Le crisi che si sono succedute negli anni hanno limitato molto le possibilità di investimento, aggravato il fenomeno della morosità e hanno visto il diffondersi delle occupazioni illegali che oggi a Milano interessano 4mila alloggi. L’obiettivo di dare una casa alle fasce più povere della popolazione o ai giovani che vogliono costruirsi una famiglia è di assoluta attualità, ma c’è da chiedersi se le istituzioni e tutte le forze politiche e sociali, al di là degli omaggi rituali all’edilizia popolare, siano non solo consapevoli delle condizioni necessarie per raggiungere gli obiettivi, ma abbiano davvero la volontà politica di farlo. A Milano la «casa pubblica» riguarda quasi il 20 per cento dei nuclei familiari, una città nella città. In passato ha svolto non solo una funzione di servizio sociale, ma quando gli enti vendevano l’alloggio agli inquilini per rifinanziarsi, ha permesso a decine di migliaia di persone di divenire proprietari della loro abitazione. Il «riscatto» è stato un ascensore sociale che ha contribuito alla formazione di quella piccola borghesia operosa che costituisce uno dei fondamenti della multiforme realtà sociale di Milano. […]

[…] occorre ripristinare un canale di finanziamento continuativo di natura statale in misura inferiore a quella del passato, ma diretto a intervenire nelle grandi aree metropolitane dove maggiore è la domanda di alloggi.
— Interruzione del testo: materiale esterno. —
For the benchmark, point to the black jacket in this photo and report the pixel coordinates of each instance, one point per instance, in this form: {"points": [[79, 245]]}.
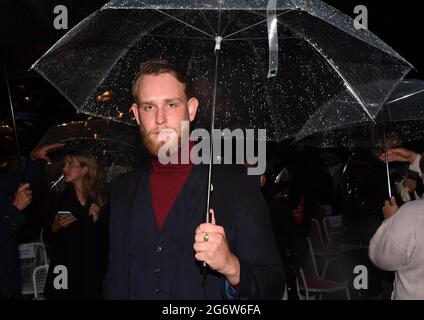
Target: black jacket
{"points": [[11, 219]]}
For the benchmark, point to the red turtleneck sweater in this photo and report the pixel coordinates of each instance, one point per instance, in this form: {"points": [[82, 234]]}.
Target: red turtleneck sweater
{"points": [[166, 182]]}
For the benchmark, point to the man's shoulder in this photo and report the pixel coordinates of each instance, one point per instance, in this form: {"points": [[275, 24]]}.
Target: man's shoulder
{"points": [[234, 174]]}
In questo contesto gli enti proprietari devono garantire una gestione trasparente e virtuosa che non può limitarsi all’ordinaria amministrazione. Fatti salvi i costi sociali sostenuti per la tutela delle fasce povere degli inquilini, il management deve generare livelli ragionevoli di autofinanziamento. Lo stesso fatto che esistano a Milano due soggetti come Mm e Aler che amministrano le case popolari, l’uno per conto del Comune e l’altro per conto della Regione, dovrebbe spingere quantomeno a forme di collaborazione e di coordinamento per razionalizzare e rendere più efficace il funzionamento di entrambi.
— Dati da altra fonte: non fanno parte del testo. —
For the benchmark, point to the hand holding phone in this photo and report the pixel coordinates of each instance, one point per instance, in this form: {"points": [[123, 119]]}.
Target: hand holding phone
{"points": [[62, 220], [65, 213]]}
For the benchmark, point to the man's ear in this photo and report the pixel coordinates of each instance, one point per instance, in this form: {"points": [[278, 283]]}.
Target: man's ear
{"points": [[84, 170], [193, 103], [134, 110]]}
Ecco, sono certo di poter contare sull’indulgenza dell’egregio presidente della fondazione Kulishoff, se dico che l’ultima cosa che ci serve è un carrozzone assistenzialista per creare nuova borghesia. Lo Stato, come agenzia immobiliare porta a tutti i fenomeni che si vorrebbero evitare. Occupazioni, incuria e degrado originano proprio dal fatto che non sa fare il padrone di casa. Quindi, se proprio abbiamo deciso di voler difendere alla morte l’idea ottocentesca che i poveri debbano vivere in case costruite dal pubblico, almeno riduciamo solo a questi l’ambito di applicazione dell’edilizia pubblica. E trasformiamo gli altri nella cosa più liberale delle condizioni: quella di proprietari. Che difendono, armati se serve, la proprietà dagli invasori. E senza alcun bisogno di finanziamenti, anzi generando subito reddito. Ovviamente non succederà mai, ma che costa sognare?